Around 65 per cent of Dubai residents said that they plan to relocate to a new home upon their next lease renewal owing to large rental hikes, a new survey has found.
According to a poll by price comparison site MoveSouq.com, which surveyed 300 Dubai residents on their rent costs, around 84 per cent of the respondents saw a rent increase in 2014.
Out of that, 36 per cent of them saw a rent increase ranging from one to 10 per cent while 48 per cent of the residents said that they faced a hike of more than 10 per cent.
The poll also noted that 75 per cent of those who faced a rental hike of more than 10 per cent were planning to move.
“The latest results of our survey are reflective of the overall price increases that Dubai residents faced during late 2013 and early 2014,” said Bana Shomali, CEO, MoveSouq.com.
“It would be interesting to see how these trends change over time given the current stabilisation in housing prices.”
Dubai’s rental market, which was overheating due to a strong recovery in the residential sales market, has now shown signs of a slow down.
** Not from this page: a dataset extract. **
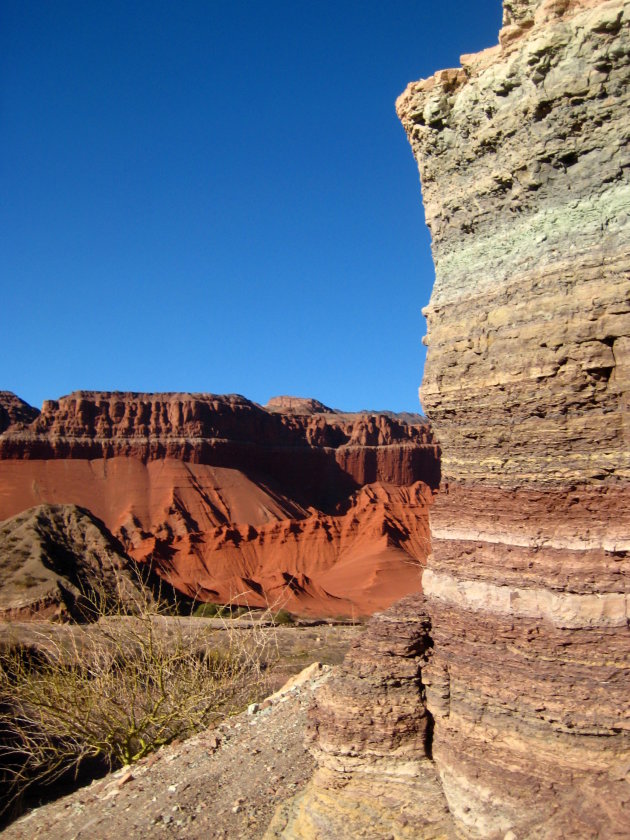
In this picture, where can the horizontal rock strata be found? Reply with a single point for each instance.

According to a recent report by real estate consultancy Asteco, average apartment and villa rental rates dropped quarter-to-quarter by two and three per cent respectively during the third quarter of 2014.
However, year-on-year rental growth remained high, with most areas in the emirate posting double-digit growth.
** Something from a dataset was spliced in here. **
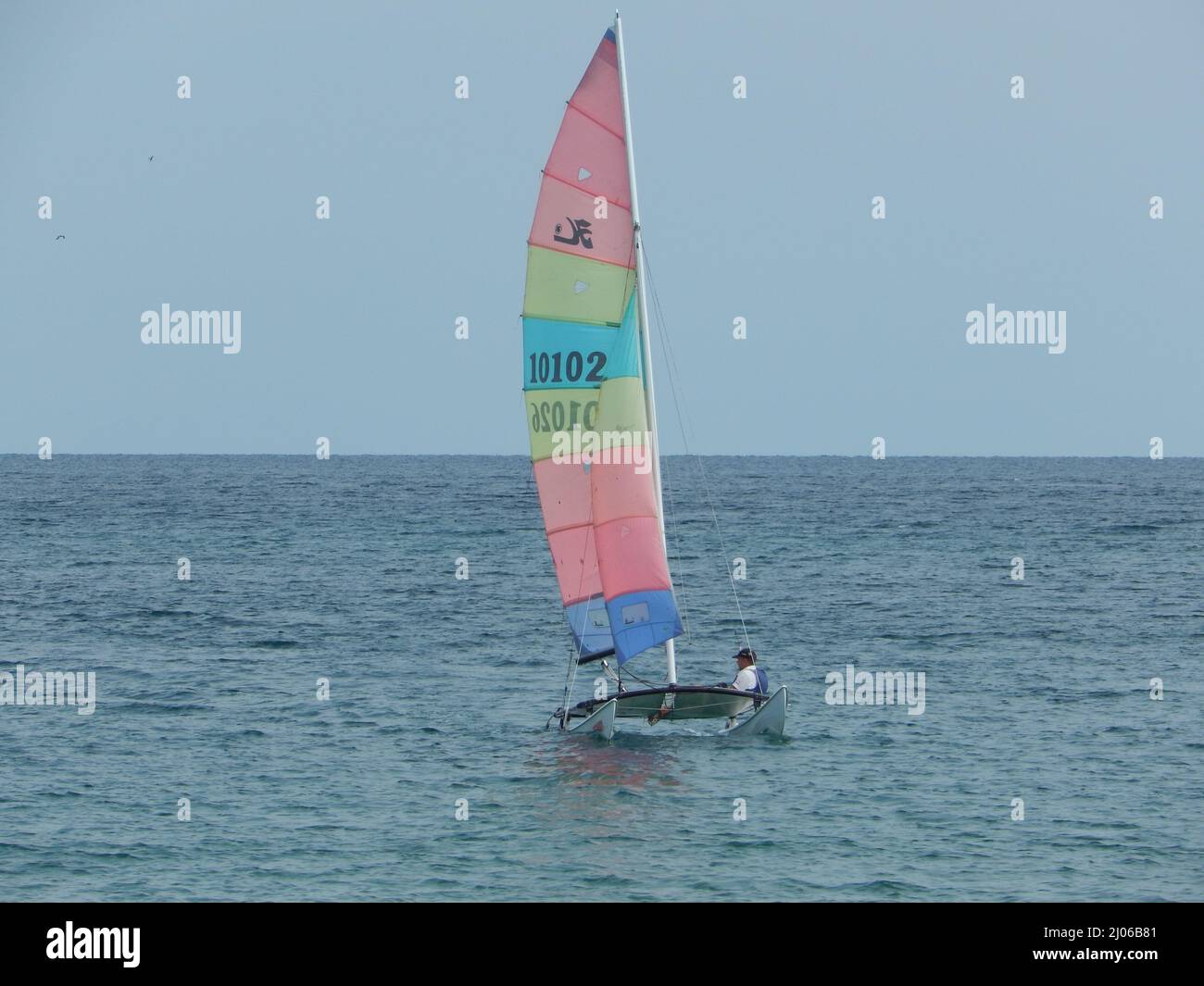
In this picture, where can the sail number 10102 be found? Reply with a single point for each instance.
(561, 368)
While localities such as Palm Jumeirah and Sheikh Zayed Road saw average apartment rates rise by 21 per cent in Q3 2014 compared to Q3 2013, the rise was higher in Jumeirah Lakes Towers (42 per cent) and Dubai Marina (36 per cent).
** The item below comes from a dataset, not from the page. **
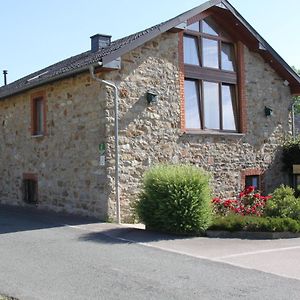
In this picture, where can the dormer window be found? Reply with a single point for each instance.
(210, 78)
Affordable communities such as Discovery Gardens and International City saw year-on-year rates surge by 23 per cent and 40 per cent respectively.
Asteco forecast that many tenants are still likely to see a rental increase as per the RERA rent index, leading them to relocate to other affordable emirates.
Meanwhile, another report by research firm Colliers International noted that Dubai had a severe shortage of affordable housing.
Colliers found that around 50 per cent of the households in Dubai earn between Dhs9,000 to Dhs15,000 per month and can only afford rents ranging from Dhs32,500 to Dhs54,000 per annum. This has put the majority of the housing units in the market out of reach for many residents, the report said.